A Quinta-feira é o meu dia mais pesado. Começo às oito, acabo às oito. A hora de almoço que deveria ser de duas horas e meia é sempre de duas horas, pois a Quinta é também o dia em que o patrão vai às compras e eu tenho que arrumar tudo (aqui a moça sobe escada, desce escada, carrega paletes, descarrega pacotes, enquanto serve cafés, pesa cenouras, dá trocos de cigarros, sorri a clientes chatos e põe adolescentes insubordinados na ordem). Resultado, eu trabalho entre nove a dez horas às Quintas. À noite o que eu mais quero é apanhar a porra do comboio, jantar, enfiar-me na cama com o computador em cima pernas até me dar sono e dormir porque à Sexta entro às seis da matina. À noite o que eu menos quero é ouvir notícias de tragédias e/ou entrar em discussões filosóficas de qualquer nível. Muito menos se for em alemão.

Pois bem… no fim de mais um dia de cão, já estava eu a vestir o casaco para sair, vira-se a patroa: veio-me agora uma coisa à cabeça. Um bocado antes ela tinha dito que se tinha esquecido de me dizer algo e eu fiquei atenta, quando ela dispara: Eu já sei porque é que não entendes Deus.

Eu só senti as minha narinas a dilatar. E não a mandei à merda porque além de ter um trabalho para manter, tamanha obsessão dá-me pena. Mas ela não pensa em mais nada?!?

Por outro lado dá-me raiva. Será que ela não se toca?!? É de mim ou uma pessoa que em seis semanas fala três vezes de um tema que sabe que pertubar a sua interlocutora está a ser inoportuna, obcecada, fanática e até mal educada?!?

Toda a gente diz que eu penso demais. Durante anos vivi dos impulsos, das impressões, das sensações. Andaram tempos infinitos a ensinar-me que deveria racionalizar mais. Eu assim fiz. Agora acho que o faço demais. Devia ser mais crente (e aqui já nem falo no plano divino), mas tornei-me muito de cálculos, análises. E, sem dúvida, vivo do que vejo, o que apalpo, do que leio, do que oiço.É difícil para uma pessoa assim acreditar sem questionar. E quando questiona… a coisa ainda mais difícil é. Eu tenho consciência disso.

Mas começo a ver que as pessoas que não são como eu, ao contrário de mim, que as aceito como são, têm grandes problemas em aceitar-me como sou.

E fico triste por isso.
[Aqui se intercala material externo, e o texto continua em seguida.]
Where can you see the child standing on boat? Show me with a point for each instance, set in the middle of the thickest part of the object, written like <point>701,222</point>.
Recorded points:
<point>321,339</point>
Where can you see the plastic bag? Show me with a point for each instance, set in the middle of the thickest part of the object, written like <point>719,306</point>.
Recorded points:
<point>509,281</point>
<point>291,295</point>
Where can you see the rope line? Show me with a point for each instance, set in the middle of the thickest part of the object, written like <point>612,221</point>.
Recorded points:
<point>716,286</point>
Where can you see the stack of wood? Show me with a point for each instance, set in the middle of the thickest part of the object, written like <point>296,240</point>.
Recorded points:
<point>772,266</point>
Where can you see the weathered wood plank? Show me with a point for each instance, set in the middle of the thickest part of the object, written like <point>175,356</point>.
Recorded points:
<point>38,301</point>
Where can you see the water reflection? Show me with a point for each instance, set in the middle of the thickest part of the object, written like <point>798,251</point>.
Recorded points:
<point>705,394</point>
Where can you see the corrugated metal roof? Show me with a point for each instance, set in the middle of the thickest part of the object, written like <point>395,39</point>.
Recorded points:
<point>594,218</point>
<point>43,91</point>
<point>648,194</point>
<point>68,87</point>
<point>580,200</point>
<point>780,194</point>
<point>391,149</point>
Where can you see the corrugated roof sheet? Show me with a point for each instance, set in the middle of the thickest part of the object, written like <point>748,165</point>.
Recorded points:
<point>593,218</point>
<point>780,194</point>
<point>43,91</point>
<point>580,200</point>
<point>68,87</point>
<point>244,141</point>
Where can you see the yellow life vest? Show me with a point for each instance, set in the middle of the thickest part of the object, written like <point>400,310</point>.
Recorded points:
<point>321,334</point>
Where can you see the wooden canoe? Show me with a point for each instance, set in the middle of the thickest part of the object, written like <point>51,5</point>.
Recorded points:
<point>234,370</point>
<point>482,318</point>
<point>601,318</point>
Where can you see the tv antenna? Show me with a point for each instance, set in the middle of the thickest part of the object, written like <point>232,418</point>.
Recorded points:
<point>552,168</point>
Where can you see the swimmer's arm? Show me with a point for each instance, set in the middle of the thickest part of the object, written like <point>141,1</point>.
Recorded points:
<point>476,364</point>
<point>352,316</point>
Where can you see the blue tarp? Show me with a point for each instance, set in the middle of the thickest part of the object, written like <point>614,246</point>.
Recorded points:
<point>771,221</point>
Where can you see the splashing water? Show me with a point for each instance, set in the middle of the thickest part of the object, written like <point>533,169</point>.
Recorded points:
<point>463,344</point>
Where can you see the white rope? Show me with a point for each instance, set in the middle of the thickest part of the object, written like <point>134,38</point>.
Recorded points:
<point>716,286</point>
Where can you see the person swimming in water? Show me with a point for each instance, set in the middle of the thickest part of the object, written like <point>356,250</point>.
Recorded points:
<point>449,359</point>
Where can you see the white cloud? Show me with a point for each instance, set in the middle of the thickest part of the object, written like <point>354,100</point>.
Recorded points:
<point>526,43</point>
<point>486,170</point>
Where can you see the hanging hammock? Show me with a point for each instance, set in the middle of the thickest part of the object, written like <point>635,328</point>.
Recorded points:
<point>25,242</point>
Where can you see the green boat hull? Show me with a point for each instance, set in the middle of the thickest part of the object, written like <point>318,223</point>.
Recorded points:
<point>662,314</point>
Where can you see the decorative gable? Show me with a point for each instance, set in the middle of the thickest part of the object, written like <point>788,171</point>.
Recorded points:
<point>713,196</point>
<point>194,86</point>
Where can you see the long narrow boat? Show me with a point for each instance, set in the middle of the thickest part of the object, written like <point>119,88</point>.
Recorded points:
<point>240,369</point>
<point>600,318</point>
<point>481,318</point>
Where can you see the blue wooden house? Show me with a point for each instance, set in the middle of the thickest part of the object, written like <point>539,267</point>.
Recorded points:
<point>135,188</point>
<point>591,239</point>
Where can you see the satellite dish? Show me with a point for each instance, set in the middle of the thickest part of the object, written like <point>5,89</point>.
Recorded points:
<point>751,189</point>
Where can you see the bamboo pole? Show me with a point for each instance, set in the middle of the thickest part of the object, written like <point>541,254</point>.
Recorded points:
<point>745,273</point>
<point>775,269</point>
Porque neste momento tenho cada vez menos vontade de trabalhar ali (por vários motivos a hipótese de mudar de trabalho nos próximos tempos está fora de questão) devido a esta Guerra Santa sem flechas, nem bombas, nem homens suicidas, nem cruzados que a minha patroa empreedeu contra mim.

É impressão minha, ou este mundo tem muito que aprender e ver que não é preciso atirar pedras para ferir uma pessoa profundamente?!?!